DebianAs we have seen in the guide, many distributions are based on Debian, which is considered the "mother" of many of the Linux systems available today.
This system makes great stability and the absence of graphic frills its strengths: with the numerous packages available we can customize Debian according to our needs, obtaining a system "that never crashes" and consumes very few resources (especially with lighter graphical environments).
Debian we can consider it the first "difficult" distribution: not so much for the installation and use of programs (much simplified compared to the past) but for the management of the system, where medium-advanced knowledge is often required in order to cope with a problem (it is no coincidence that it is often chosen as an operating system for home servers).
openSUSEAnother complete operating system that we can use in various scenarios is openSUSE.
The destruction is presented as well taken care of both graphically and in the choice of programs, but it can present some problems for those unfamiliar with the package system (very different from that of Debian and derivatives).
If we come from another Linux distribution, we may encounter some small adaptation difficulties, easily overcome thanks to the high support offered by the community and the various guides and documentation available for this great system (famous in IT environments, but little known to the great public).
CentOSIf we want to manage a home server or configure a server offered by a host, the only distribution we recommend trying is CentOS.
The great stability and the absence of any graphic tinsel (basically it can also start only as a shell, i.e. as a textual interface) combined with the countless administrative management tools, make it the most used system on Web servers and servers that have to manage a large volume of data, thanks to its lightness and scalability.
Obviously it is not a walk in the park to configure and use it, but if you want to become a Webmaster or work with servers, learning how to use CentOS is a must in your "new" career.
Kali LinuxThe most famous "hacker" distribution is certainly Kali Linux, which takes the legacy of the Backtrack distribution (very famous for "hacking" Wi-Fi networks a long time ago).
With this distribution (which works mainly Live, from CD or USB) we will have numerous programs designed for file recovery, to scan open networks, to scan the number of devices on a network and various tools to attempt hacking of ports, passwords and programs.
Obviously it is very (VERY) difficult to use, which is why it is only used by experts and the best hackers (who actually spend "their lives" on this system).
Other popular and updated Linux Distros
- Knoppix, which boots as a Live CD from CD or USB, without installing anything on your computer.

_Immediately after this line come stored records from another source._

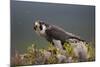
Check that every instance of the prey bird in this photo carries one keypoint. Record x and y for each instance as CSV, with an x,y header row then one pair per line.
x,y
54,34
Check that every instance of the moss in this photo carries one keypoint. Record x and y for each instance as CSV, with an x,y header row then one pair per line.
x,y
34,55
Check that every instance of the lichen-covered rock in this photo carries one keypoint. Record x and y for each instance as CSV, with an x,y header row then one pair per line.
x,y
73,52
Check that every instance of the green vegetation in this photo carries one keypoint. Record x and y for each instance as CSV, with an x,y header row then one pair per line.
x,y
51,55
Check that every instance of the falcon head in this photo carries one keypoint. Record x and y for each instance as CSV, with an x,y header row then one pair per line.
x,y
40,27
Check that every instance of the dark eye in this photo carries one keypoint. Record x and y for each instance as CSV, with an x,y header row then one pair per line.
x,y
40,27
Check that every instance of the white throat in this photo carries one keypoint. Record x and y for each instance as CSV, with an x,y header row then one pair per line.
x,y
42,32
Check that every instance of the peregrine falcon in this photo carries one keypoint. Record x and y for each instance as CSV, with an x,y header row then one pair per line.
x,y
54,34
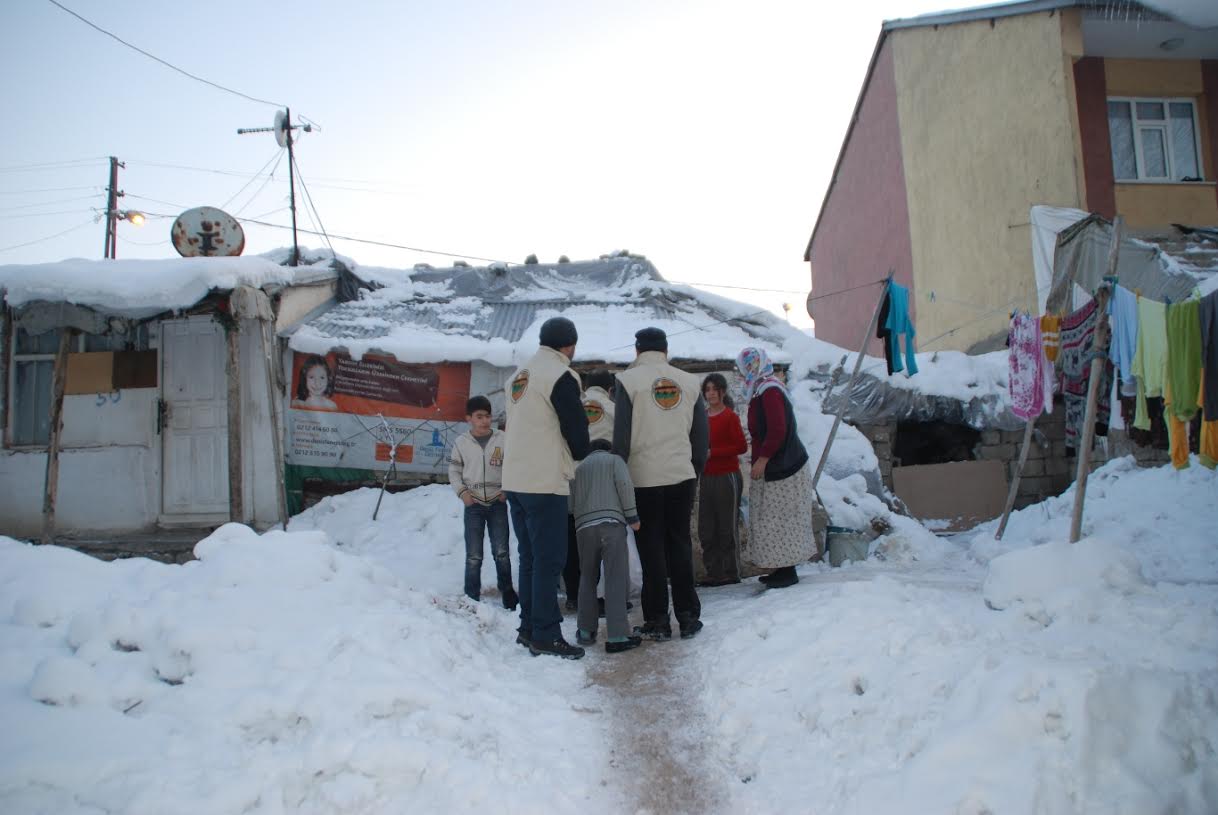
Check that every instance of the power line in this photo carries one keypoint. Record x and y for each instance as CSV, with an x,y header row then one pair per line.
x,y
271,177
719,285
39,240
278,154
168,65
46,204
319,182
50,189
39,215
308,199
52,165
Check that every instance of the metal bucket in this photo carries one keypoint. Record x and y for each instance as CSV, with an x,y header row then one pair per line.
x,y
847,545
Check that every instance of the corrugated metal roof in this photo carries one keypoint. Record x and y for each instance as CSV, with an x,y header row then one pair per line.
x,y
496,319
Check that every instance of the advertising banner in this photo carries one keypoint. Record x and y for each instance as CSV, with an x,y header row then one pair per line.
x,y
375,412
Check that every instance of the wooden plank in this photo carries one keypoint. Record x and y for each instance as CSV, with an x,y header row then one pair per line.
x,y
849,388
1015,480
51,485
233,372
1100,351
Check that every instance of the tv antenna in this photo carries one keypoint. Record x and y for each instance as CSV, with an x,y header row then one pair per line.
x,y
283,129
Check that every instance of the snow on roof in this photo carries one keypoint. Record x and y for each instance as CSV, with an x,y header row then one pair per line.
x,y
141,288
495,313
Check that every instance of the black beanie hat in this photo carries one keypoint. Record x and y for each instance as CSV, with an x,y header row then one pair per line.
x,y
558,333
651,339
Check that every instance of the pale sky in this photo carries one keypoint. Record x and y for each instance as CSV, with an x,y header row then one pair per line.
x,y
699,134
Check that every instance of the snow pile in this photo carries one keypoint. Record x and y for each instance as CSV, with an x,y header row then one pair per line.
x,y
139,286
883,688
277,674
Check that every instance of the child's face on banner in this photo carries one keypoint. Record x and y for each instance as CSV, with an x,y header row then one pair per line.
x,y
317,380
479,423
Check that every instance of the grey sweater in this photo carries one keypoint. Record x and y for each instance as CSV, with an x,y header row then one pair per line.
x,y
602,490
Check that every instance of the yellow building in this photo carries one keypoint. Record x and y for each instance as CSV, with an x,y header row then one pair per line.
x,y
970,118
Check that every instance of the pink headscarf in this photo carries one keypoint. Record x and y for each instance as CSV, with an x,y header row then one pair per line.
x,y
758,372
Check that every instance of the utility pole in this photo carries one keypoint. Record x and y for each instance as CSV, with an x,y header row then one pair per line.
x,y
112,195
283,129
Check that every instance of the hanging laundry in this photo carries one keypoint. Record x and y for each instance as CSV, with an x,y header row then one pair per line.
x,y
1208,311
1027,378
1123,311
882,329
898,324
1177,430
1077,350
1050,325
1150,358
1208,446
1184,356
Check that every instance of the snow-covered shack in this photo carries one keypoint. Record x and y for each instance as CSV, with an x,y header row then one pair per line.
x,y
168,394
402,359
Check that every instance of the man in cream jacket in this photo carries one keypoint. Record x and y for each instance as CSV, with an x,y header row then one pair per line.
x,y
660,429
547,433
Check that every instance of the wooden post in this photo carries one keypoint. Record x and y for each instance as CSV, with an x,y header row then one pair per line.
x,y
275,430
849,388
51,486
233,372
1099,351
1015,479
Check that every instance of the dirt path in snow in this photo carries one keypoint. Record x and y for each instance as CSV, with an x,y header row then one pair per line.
x,y
659,732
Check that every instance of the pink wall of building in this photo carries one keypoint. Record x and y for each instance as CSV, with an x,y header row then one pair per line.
x,y
864,228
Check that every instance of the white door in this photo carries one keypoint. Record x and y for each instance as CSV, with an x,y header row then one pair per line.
x,y
195,423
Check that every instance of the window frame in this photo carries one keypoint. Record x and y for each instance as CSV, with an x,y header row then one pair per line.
x,y
16,359
1165,126
141,340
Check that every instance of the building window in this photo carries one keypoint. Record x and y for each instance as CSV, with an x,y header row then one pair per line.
x,y
1154,139
33,367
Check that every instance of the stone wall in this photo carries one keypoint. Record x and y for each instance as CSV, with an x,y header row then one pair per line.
x,y
1048,470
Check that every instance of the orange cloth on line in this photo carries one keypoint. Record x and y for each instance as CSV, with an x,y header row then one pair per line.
x,y
1177,430
1208,446
1050,336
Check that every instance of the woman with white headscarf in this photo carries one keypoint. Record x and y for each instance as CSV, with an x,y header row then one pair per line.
x,y
781,496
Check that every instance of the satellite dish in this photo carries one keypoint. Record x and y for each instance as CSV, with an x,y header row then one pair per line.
x,y
280,128
207,232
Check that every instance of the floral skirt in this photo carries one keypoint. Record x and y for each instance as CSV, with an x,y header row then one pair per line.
x,y
781,522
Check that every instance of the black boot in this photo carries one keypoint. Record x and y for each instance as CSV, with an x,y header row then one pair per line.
x,y
559,647
781,578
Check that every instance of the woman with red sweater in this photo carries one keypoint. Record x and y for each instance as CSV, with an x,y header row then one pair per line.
x,y
781,496
719,486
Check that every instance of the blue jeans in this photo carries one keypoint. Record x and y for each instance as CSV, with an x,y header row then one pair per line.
x,y
486,520
540,523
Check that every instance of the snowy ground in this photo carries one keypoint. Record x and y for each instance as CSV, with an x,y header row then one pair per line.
x,y
335,668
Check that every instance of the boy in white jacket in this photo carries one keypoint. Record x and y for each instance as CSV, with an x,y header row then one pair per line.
x,y
475,472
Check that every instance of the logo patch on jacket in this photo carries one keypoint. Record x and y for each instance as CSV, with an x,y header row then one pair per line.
x,y
666,392
593,411
519,385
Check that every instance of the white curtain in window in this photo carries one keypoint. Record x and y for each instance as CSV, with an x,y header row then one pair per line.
x,y
1184,144
1154,152
1121,134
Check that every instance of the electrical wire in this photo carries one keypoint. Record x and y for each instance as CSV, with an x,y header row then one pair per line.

- Fedora (Red Hat), very popular Linux distribution for professionals, systems engineers, servers and offices.
- Sabayon, distribution suitable for those who want a simple and fast PC.
- Tails, the best of the safest Linux distros to use your pc privately without leaving traces.

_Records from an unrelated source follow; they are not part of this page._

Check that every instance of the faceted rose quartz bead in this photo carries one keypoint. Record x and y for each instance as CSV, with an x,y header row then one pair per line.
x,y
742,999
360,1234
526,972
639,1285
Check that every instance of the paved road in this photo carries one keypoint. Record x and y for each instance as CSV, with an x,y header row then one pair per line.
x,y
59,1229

- Slackware is another distro that deserves a mention here, one of the oldest Linux distributions (possibly the oldest), widely used by enthusiasts all over the world.
- Gentoo Linux, another historical distribution, for those with experience.
For the complete list of Linux distributions, having mentioned only a small part of the hundreds of distributions available, we can consult Wikipedia or the DistroWatch site, which collects data on the distribution of Linux systems (counting how many times they are downloaded by users).
If we are looking for a lightweight distribution for an old computer, besides Puppy Linux we can try the systems recommended in our guide on lightweight Linux distributions for older computers or small laptops.
Those who have doubts about their ability to use Linux, in another post we discovered the Linux versions simpler to learn and easier to use
If we wanted to use Linux to play games (given the presence of Steam and graphics drivers that have been up to par for a few years), we can read our guide on 30 free games for linux, Windows and Mac.